Home » Over-development leads to growing expat disillusionment with Spain

Over-development leads to growing expat disillusionment with Spain

Expatriates who have moved to Spain, many of them retirees, are growing disillusioned with over-development, insufficient services, a rising cost of living, and fewer, more expensive flights, reports the Spanish daily ‘El Pais’.

The British residing on the Costa Blanca are said to use the following phrase to sum up the situation in the area: “First world prices, third world services, underworld practices.”

“There has been too much construction, many people wish to sell up but can’t, and people are afraid of buying in case they are swindled,” Charles Svoboda, a Canadian living in Benissa, in the Marina Alta (North Alicante) region of the Valencian Community, told El Pais. Svoboda, 67, a retired diplomat from Ottawa, is one of the founders of the ‘Abusos Urbanisticos No’ association that defends the rights of property owners against developers and the government.

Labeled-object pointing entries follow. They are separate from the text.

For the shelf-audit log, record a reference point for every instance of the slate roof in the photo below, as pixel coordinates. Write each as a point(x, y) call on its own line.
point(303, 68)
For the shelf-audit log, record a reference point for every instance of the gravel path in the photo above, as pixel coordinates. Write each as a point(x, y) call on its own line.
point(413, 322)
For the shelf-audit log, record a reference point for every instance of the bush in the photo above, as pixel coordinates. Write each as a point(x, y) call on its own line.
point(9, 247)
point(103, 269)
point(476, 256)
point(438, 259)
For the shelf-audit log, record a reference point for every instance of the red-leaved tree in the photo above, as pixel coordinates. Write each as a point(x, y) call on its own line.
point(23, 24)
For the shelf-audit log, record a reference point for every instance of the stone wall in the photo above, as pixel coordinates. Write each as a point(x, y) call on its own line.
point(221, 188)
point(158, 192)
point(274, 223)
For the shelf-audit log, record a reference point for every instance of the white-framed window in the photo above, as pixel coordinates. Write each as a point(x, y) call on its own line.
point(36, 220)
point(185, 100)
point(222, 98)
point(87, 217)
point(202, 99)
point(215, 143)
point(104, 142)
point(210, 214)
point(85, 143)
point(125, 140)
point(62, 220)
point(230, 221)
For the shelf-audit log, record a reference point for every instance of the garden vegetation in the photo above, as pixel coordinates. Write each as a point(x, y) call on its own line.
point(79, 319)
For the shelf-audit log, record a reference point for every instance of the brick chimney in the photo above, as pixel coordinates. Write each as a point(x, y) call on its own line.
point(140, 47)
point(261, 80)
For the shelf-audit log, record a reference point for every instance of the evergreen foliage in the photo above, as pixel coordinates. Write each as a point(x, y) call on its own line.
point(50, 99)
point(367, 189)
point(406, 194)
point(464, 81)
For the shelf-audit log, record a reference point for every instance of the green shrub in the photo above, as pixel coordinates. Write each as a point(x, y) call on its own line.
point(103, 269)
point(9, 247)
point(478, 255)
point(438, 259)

Much of the dissatisfaction is found Valencia’s Alicante province, on the Costa Blanca, where many retired expat pensioners live. According to figures provided by El Pais, a third of all retired expats (over 65) living in Spain have made Alicante their home. Within Alicante, Torrevieja is the town with the biggest community of retired expats.

The article quotes Gerard Peret, a Swiss who bought a home in 1990 in Orihuela Costa.

“…we used to love it, but now it has all changed because of excessive, out of control development, everywhere has been built up, and there are so many people.”

“The most difficult thing on this urbanisation is to find someone who speaks Spanish,” says George Hammer, a 73 year old German living in the same area.

“We’ve been coming here for summer holidays for 20 years, the coast was very beautiful, but now they have over built everywhere,” complains Sandro Marteli, an Italian who retired to Orihuela 2 years ago.

But whilst developers and town halls have set about covering the coast in concrete for residential developments, the provision of services has been largely ignored, complain the expat retirees. There is a lack of basic services such as doctors, leisure and sports centres, and old homes. “I have to go to Torrevieja, a drive of 32 kilometres, to play sports, because there is nothing here,” says Peter Knipp, from Switzerland, who lives with his wife in Orihuela.

El Pais also reports that sales to expats in the region fell by 50% in the first quarter compared to last year.

The head of a local developers association blames part of the fall in expat demand on “sensationalist and misinformed” international press coverage of Spanish urban planning laws.